State Street, one of the country's largest trust banks, has
taken a hard line on expenses despite improving business trends.
The company's cost-control measures have included withdrawing from
its fixed-income-trading initiative and staff cuts, actions it has
said will better align expenses with its business outlook.
The company reported a profit of $545 million, or $1.22 a share,
up from $468 million, or $1 a share, a year earlier. The latest
quarter included an out-of-period income tax benefit of $71
million, or 16 cents a share, related to the completion of a
multiyear data-enhancement process in connection with the company's
deferred income-tax accounts. Per-share earnings also included
pretax provisions of $45 million, or six cents a share, related to
previously disclosed litigation and non-U.S. regulatory
matters.
Adjusted per-share earnings rose to $1.15 from $1.11.

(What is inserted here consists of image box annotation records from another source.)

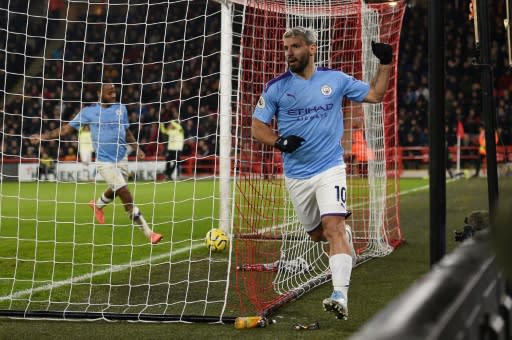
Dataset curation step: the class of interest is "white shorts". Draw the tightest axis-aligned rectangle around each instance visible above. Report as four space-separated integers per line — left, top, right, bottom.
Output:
96 159 129 191
78 151 92 165
285 164 347 232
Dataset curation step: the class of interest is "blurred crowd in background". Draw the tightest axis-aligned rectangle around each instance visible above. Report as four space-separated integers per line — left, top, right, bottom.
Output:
0 0 512 167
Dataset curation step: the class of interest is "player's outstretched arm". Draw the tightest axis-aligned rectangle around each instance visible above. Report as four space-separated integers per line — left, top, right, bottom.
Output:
30 124 75 145
364 41 393 103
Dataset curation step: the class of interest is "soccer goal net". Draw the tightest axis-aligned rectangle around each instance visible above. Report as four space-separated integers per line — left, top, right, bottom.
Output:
0 0 404 321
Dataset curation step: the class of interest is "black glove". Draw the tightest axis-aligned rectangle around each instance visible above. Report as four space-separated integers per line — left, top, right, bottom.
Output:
274 135 306 152
372 41 393 65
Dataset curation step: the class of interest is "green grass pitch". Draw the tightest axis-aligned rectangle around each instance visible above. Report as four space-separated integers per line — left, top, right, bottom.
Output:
0 178 504 339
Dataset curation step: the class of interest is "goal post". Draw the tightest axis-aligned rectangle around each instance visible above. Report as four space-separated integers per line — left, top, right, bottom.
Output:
234 0 404 314
0 0 404 322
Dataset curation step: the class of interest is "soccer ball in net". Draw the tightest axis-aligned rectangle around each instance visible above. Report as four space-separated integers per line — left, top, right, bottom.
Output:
205 228 228 251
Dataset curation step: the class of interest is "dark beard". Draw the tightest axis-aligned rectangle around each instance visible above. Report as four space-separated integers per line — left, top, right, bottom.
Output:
288 57 309 73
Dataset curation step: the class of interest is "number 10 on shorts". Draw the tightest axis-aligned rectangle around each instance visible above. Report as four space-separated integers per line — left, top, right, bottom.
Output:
334 185 347 206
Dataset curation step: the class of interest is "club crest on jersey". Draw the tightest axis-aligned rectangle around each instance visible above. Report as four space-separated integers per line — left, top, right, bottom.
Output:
256 96 265 109
320 85 332 96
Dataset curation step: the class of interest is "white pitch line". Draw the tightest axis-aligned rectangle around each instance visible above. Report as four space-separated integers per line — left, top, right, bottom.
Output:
0 179 436 302
0 243 203 302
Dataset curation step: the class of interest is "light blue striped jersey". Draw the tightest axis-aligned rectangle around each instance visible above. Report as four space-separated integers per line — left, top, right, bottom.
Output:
69 104 129 163
253 67 370 178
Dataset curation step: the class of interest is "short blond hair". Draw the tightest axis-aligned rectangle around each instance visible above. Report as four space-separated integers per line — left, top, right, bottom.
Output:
283 26 317 45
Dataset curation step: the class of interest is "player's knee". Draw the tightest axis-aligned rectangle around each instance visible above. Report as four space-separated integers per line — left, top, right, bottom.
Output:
323 222 345 240
308 223 326 242
128 206 141 221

Revenue edged up 0.4% to $2.46 billion, while operating revenue
rose 2.8% to $2.53 billion.
Analysts polled by Thomson Reuters forecast earnings of $1.19 a
share on revenue of $2.5 billion.
State Street shares recently fell 3.2% to $72.76 in premarket
trading.
Servicing fees rose 7.1% to $1.23 billion. Trading-services
revenue, which includes foreign-exchange trading revenue and
brokerage and other fees, fell 6.2% to $228 million. Management
fees added 12% to $290 million.
Assets under management at the end of the quarter rose 12% to
$2.35 trillion from a year earlier, while assets under custody and
administration climbed 13% to $27.43 trillion.